---
title: "Nested data"
output: rmarkdown::html_vignette
description: |
  A nested data frame contains a list-column of data frames. It's an
  alternative way of representing grouped data, that works particularly well
  when you're modelling.
vignette: >
  %\VignetteIndexEntry{Nested data}
  %\VignetteEngine{knitr::rmarkdown}
  %\VignetteEncoding{UTF-8}
---
```{r, include = FALSE}
knitr::opts_chunk$set(
  collapse = TRUE,
  comment = "#>"
)
```
```{r setup, message = FALSE}
library(tidyr)
library(dplyr)
library(purrr)
```
## Basics
A nested data frame is a data frame where one (or more) columns is a list of data frames.
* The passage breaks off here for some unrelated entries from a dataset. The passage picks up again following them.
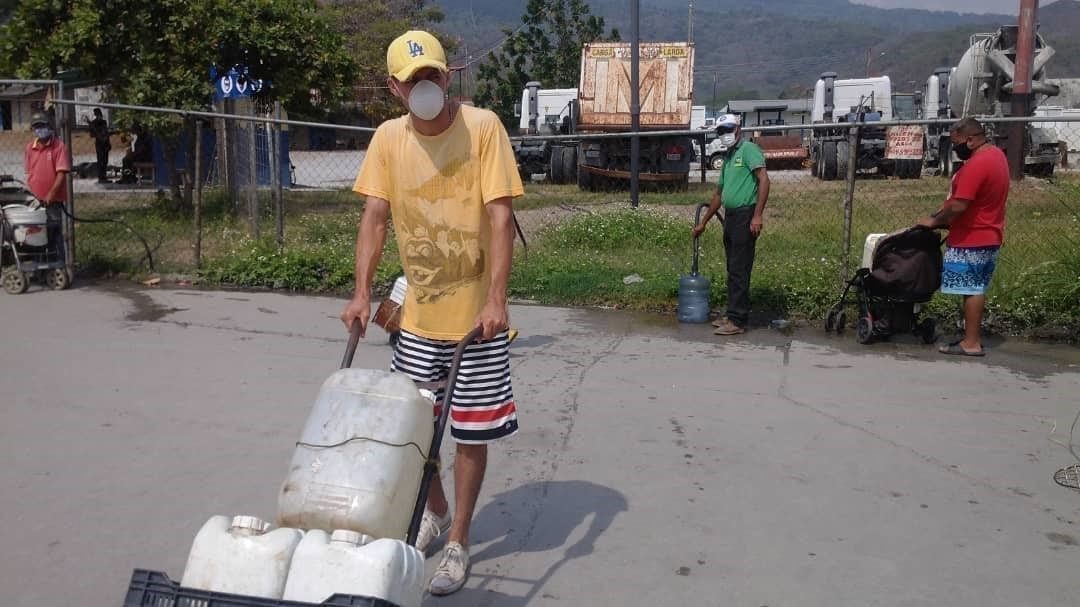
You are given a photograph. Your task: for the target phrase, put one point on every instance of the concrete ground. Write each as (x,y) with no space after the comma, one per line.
(657,464)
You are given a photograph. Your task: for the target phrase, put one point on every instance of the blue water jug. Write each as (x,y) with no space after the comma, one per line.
(693,288)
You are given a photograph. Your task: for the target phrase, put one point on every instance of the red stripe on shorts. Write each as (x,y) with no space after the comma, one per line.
(466,415)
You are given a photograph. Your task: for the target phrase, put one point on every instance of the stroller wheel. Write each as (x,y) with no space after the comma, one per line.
(864,332)
(15,282)
(928,331)
(57,279)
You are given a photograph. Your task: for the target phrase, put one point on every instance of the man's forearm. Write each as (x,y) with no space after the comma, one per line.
(57,184)
(944,216)
(370,239)
(714,207)
(502,247)
(763,194)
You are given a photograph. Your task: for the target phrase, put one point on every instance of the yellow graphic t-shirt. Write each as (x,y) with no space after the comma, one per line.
(437,188)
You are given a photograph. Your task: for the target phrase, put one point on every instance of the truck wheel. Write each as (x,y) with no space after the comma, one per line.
(842,158)
(555,166)
(828,160)
(569,158)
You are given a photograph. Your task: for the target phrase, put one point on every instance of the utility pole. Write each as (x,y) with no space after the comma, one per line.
(715,106)
(689,27)
(635,102)
(1022,96)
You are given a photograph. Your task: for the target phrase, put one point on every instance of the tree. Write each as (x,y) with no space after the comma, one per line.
(368,26)
(159,53)
(545,48)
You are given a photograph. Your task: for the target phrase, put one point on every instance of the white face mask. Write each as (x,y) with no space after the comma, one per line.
(427,99)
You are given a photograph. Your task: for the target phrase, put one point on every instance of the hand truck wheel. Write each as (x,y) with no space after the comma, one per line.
(15,282)
(57,279)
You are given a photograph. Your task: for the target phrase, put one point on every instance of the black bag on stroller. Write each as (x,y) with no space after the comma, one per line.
(905,271)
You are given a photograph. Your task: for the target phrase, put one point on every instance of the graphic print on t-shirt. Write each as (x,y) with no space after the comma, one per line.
(441,246)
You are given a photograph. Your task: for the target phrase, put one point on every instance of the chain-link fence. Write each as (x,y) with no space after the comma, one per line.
(204,196)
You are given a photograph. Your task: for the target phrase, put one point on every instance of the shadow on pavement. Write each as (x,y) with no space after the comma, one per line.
(540,517)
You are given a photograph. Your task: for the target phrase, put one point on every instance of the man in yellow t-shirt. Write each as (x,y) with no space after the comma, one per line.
(446,174)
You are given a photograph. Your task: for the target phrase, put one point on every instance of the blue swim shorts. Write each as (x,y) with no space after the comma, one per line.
(968,270)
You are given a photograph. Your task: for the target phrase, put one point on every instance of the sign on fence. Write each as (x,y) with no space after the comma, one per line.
(233,84)
(904,143)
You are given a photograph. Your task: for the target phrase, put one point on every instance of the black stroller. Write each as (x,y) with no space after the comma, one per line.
(905,270)
(26,248)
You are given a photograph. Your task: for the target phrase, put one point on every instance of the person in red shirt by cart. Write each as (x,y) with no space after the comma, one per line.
(46,164)
(974,214)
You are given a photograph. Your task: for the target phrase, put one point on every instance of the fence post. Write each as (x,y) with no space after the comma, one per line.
(703,159)
(67,226)
(253,174)
(279,203)
(197,247)
(849,199)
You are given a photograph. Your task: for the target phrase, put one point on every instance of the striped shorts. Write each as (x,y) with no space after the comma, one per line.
(482,407)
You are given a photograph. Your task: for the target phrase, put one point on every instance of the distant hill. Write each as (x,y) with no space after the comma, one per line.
(769,48)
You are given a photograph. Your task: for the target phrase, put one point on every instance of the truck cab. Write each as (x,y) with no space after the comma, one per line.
(863,100)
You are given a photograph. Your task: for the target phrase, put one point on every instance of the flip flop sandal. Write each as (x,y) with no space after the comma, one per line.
(956,349)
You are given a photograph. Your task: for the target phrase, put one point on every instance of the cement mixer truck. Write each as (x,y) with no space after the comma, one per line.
(982,85)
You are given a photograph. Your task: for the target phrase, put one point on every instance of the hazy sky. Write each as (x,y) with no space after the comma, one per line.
(1004,7)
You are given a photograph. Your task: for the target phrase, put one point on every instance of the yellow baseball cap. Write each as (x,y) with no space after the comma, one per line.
(413,51)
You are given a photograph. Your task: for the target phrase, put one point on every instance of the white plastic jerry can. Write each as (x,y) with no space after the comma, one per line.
(241,555)
(868,247)
(360,459)
(349,563)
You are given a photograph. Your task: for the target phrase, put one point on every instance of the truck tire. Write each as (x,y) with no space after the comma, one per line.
(828,160)
(912,169)
(555,165)
(586,180)
(569,158)
(842,158)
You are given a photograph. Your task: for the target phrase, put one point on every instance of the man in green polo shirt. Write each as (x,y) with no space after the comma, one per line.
(743,190)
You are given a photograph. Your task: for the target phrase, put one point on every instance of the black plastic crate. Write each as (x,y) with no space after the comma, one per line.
(153,589)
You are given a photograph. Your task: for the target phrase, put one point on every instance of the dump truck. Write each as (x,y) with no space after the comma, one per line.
(666,99)
(982,85)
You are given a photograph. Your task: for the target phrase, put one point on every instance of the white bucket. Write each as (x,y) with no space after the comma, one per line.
(360,459)
(241,555)
(868,247)
(350,563)
(397,294)
(28,225)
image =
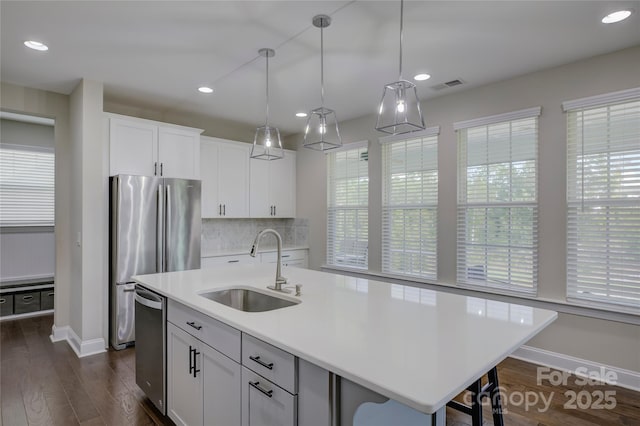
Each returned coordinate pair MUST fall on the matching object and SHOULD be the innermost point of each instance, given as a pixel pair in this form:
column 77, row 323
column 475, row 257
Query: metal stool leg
column 496, row 402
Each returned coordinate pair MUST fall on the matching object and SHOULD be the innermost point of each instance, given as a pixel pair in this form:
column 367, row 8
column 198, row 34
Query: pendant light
column 399, row 110
column 266, row 143
column 321, row 132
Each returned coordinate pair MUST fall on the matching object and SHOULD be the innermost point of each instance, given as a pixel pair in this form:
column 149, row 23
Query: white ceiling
column 155, row 54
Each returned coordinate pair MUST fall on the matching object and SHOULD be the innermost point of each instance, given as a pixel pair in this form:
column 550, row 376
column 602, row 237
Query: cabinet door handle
column 261, row 362
column 190, row 359
column 256, row 385
column 195, row 362
column 194, row 325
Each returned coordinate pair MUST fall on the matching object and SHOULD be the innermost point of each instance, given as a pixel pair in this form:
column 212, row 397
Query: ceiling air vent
column 452, row 83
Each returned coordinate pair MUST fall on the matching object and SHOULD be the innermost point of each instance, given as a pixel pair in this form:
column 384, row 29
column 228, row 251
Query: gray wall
column 617, row 344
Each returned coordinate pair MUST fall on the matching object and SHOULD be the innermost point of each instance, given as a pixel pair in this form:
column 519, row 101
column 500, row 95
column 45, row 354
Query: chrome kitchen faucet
column 280, row 280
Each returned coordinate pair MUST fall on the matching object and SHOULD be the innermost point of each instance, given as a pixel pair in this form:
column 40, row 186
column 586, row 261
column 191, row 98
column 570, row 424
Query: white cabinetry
column 273, row 187
column 204, row 373
column 150, row 148
column 224, row 167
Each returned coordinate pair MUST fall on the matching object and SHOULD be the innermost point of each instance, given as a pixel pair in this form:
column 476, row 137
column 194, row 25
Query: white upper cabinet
column 224, row 169
column 150, row 148
column 273, row 187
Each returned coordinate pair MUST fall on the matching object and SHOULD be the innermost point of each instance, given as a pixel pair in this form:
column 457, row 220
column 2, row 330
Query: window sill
column 537, row 302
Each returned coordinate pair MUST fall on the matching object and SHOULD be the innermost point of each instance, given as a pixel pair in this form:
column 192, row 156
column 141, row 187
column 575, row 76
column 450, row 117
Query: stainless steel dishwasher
column 151, row 358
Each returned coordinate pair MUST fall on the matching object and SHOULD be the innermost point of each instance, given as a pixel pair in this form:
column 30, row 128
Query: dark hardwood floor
column 44, row 383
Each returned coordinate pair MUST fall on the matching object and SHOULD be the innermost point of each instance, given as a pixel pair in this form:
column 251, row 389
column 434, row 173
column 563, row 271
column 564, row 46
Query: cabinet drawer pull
column 256, row 385
column 261, row 362
column 194, row 325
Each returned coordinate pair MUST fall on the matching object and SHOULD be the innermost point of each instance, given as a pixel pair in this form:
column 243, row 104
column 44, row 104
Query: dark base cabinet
column 6, row 304
column 24, row 301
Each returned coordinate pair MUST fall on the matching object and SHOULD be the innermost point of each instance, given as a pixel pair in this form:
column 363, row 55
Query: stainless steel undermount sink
column 247, row 300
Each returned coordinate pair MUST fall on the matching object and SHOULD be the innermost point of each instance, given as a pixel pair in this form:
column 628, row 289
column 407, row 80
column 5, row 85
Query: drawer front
column 264, row 403
column 46, row 299
column 214, row 333
column 26, row 302
column 270, row 362
column 6, row 304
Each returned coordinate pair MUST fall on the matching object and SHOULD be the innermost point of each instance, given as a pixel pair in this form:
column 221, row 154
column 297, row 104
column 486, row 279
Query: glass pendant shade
column 399, row 110
column 267, row 144
column 321, row 132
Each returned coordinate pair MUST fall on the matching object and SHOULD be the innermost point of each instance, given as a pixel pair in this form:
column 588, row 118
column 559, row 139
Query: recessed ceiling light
column 421, row 77
column 616, row 16
column 36, row 45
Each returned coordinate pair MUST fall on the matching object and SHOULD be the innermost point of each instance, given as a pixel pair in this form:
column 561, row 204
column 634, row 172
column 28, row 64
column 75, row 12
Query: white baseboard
column 81, row 347
column 625, row 378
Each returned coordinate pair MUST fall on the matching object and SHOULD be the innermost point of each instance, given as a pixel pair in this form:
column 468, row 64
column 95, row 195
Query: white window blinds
column 497, row 202
column 26, row 186
column 348, row 206
column 603, row 196
column 410, row 204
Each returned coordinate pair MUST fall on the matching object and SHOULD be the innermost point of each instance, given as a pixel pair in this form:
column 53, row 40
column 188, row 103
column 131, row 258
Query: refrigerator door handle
column 160, row 229
column 167, row 226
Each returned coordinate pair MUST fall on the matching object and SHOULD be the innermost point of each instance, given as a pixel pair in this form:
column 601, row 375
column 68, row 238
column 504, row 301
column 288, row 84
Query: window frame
column 466, row 276
column 423, row 214
column 358, row 255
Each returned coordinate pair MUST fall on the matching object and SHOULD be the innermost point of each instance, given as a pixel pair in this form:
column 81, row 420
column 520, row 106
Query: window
column 348, row 206
column 603, row 199
column 410, row 204
column 497, row 201
column 26, row 186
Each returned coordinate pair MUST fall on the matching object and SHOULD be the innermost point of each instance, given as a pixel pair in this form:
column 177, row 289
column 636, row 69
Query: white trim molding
column 499, row 118
column 580, row 367
column 607, row 98
column 81, row 347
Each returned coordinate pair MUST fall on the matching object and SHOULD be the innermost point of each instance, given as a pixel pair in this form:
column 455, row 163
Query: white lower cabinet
column 203, row 384
column 185, row 394
column 246, row 382
column 266, row 404
column 221, row 379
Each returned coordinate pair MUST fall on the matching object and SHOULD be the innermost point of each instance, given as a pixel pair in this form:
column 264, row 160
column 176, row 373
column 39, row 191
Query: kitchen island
column 414, row 346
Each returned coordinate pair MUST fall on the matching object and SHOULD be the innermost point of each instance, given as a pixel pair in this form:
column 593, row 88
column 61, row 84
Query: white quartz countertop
column 417, row 346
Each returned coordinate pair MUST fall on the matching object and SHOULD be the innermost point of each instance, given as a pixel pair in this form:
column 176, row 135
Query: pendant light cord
column 401, row 34
column 322, row 67
column 266, row 120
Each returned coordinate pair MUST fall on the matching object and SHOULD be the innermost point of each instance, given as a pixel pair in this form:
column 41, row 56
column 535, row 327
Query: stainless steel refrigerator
column 155, row 227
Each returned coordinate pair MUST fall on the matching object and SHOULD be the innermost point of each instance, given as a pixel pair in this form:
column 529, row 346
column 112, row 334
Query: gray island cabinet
column 209, row 382
column 347, row 350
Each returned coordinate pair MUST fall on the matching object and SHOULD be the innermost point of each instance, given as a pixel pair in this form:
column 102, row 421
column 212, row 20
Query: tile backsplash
column 232, row 234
You can create simple nested data frames by hand:
```{r}
df1 <- tibble(
  g = c(1, 2, 3),
  data = list(
    tibble(x = 1, y = 2),
    tibble(x = 4:5, y = 6:7),
    tibble(x = 10)
  )
)
df1
```
(It is possible to create list-columns in regular data frames, not just in tibbles, but it's considerably more work because the default behaviour of `data.frame()` is to treat lists as lists of columns.)
But more commonly you'll create them with `tidyr::nest()`:
```{r}
df2 <- tribble(
  ~g, ~x, ~y,
   1,  1,  2,
   2,  4,  6,
   2,  5,  7,
   3, 10,  NA
)
df2 %>% nest(data = c(x, y))
```
`nest()` specifies which variables should be nested inside; an alternative is to use `dplyr::group_by()` to describe which variables should be kept outside.
```{r}
df2 %>% group_by(g) %>% nest()
```
I think nesting is easiest to understand in connection to grouped data: each row in the output corresponds to one _group_ in the input. We'll see shortly this is particularly convenient when you have other per-group objects.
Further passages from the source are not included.